Es la década de los 60, en un momento crítico de la Guerra Fría. Elisa (Sally Hawkins) es muda, vive sola en un departamento arriba de un cine viejo y sus días se caracterizan por la rutina, los deseos afectivos y sexuales, y la pasión por la música y cine que comparte con su vecino.
Trabaja en el área de intendencia de un laboratorio secreto estadunidense, a donde un día llega capturada una criatura anfibia con la que comienza a generar un vínculo sentimental, y a la que ayudará a escapar tras enterarse de los planes del despiadado responsable del búnker.
La forma del agua muestra los lugares comunes del cine de Del Toro, en nota de relato romántico, y llevados ahora al terreno del comentario social.
Ahí están la narración prologar que se retoma hacia el desenlace, la protagonista marginada soñadora, el tono de cuento de hadas violento, la obsesión con los traumatismos en el rostro, y la pureza de las criaturas fantásticas por encima del comportamiento monstruoso del ser humano.

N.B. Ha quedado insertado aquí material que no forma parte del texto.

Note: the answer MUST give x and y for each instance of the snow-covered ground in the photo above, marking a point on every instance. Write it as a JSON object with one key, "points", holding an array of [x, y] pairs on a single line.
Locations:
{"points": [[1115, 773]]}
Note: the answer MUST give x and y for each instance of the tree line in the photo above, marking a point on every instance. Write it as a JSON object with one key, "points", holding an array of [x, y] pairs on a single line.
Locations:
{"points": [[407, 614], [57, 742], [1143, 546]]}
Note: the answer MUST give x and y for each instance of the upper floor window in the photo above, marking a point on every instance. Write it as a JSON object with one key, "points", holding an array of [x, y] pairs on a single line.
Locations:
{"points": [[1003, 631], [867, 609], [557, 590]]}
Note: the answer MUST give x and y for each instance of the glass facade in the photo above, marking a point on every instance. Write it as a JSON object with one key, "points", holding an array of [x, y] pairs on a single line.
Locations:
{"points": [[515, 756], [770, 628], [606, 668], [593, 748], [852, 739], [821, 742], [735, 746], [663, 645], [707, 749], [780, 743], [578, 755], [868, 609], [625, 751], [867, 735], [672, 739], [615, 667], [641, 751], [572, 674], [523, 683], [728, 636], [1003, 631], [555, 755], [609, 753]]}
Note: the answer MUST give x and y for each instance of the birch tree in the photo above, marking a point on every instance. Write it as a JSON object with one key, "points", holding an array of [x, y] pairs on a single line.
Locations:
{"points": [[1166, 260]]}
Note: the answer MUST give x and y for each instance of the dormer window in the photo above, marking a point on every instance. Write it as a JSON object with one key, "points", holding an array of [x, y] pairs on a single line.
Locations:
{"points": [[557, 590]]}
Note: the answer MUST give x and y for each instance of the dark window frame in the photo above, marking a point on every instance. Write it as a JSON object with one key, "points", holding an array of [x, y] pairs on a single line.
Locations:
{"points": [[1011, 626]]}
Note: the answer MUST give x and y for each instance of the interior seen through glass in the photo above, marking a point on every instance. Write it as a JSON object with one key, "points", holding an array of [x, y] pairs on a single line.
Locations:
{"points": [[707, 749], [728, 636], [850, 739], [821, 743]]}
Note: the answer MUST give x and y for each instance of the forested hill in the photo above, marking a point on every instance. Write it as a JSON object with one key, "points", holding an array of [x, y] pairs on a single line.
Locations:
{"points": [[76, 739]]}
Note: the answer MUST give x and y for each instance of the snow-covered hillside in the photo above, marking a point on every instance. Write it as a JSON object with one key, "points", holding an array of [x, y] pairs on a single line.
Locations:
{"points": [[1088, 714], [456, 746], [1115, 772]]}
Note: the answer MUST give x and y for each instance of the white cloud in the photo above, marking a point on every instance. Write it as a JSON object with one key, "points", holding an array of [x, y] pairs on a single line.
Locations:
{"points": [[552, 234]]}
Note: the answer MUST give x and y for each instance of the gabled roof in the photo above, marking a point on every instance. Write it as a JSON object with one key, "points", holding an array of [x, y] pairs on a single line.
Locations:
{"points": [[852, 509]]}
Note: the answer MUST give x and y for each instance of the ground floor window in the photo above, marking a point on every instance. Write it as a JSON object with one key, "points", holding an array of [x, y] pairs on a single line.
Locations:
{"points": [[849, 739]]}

Aspectos que Del Toro aprovecha para hacer observaciones a la mentalidad intolerante de las sociedades del mundo. Sexismo, racismo y homofobia son ejes contextuales que hacen de La forma del agua la película más política del tapatío, un cineasta tan en dominio de sus temas que ahora se permite trasladarlos a puntos de interés global.
Pero hablamos de una agenda política que jamás interfiere con la esencia de la película: la de ser un romántico homenaje a la música y al cine mismo, propuestos como generadores de sueños, entendimientos, despertares sexuales y vínculos afectivos.